Alfredo Boccioletti, ‘Il Resto del Carlino’, 22 novembre 1998
Vincent Ward, regista neozelandese romantico e arcaico, porta ancora una volta lo
spettatore a sperimentare un'immersione
negli esoterici territori dell'aldilà, una
dimensione assai frequentata dal cinema
statunitense degli ultimi anni, secondo una
ricetta visiva che ha ispirato film come
Always e Ghost. Questa volta, nel modo più
archetipico e codificato, la famigliola si
ritrova nientemeno che nei gironi da
Commedia dantesca con cui si vorrebbe ammantare di arte e cultura "alte" questo non
ispirato prodotto hollywoodiano. Eccoci allora dapprima nel Paradiso immaginato dal
generoso dottore che in vita coltivava l'hobby della pittura (e dunque il Paradiso si
mostra della stessa forma di cui sono fatti i sogni del protagonista: un quadro vivente
fatto di tempere e tinture a olio), ma eccoci quindi all'Inferno, dove la moglie suicida
deve scontare nell'eterna claustrofobia del buio tombale la sua mancanza di coraggio
quando due terribili incidenti le strapparono i famigliari.
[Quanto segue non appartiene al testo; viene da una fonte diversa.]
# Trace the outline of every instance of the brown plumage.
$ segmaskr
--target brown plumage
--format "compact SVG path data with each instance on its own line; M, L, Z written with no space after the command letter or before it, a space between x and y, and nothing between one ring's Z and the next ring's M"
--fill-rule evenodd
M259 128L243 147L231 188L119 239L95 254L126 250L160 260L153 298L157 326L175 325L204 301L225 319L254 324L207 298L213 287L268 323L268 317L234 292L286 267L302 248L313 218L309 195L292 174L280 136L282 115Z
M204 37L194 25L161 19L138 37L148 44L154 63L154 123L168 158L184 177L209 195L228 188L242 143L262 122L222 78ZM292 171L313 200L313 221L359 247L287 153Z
Se l'assunto religioso che fa
da sfondo abbacinante al film non è velato dalla sottigliezza registica come in Always
o, addirittura, in Lubitsch (per cui nel
film di Ward tutto si deve vedere e
niente è soltanto metafora), a salvare il
film potrebbe invece contribuire un
intento
di
sussultante
iperconvenzionalità. Tuttavia Ward
prende sul serio ogni cosa, giocando
con il dramma, le epifanie, i ricordi
melensi, come se avesse letto di
Tarkovski e Kiéslowski sopra un
sussidiario per le elementari. E questo,
con buona pace di chi sa essere il cinema hollywoodiano politicamente e
culturalmente elementare, sotto una prospettiva strettamente sociologica. Per Fortuna,
un simile esercizio, che non disdegna l'attenzione psicoanalitica ("Quando si vince, si
perde"), risulta talmente artificioso da lasciare, assieme alla noia, anche la sensazione
che il cinema può essere grande anche quando è solo artificio. Ma evidentemente,
non è proprio il caso di Al di là dei sogni, che può essere invece inteso come un
paradossale modello sociologico per comprendere come secondo Hollywood il
cinema sia oggi percepito sempre di più al pari di un teatro della mente circense e
spettacolarizzante, nel quale il reale è ciò che sentiamo, e la vita è arbitraria, proprio
come confessa dinanzi allo specchio la triste vedova Annabella Sciorra. Ma di questo
come di altri temi, ad ogni modo, il film di Ward rimane un contenitore fastidioso e
pacchiano (malgrado il pur misurato Williams e il grandioso Von Sidow).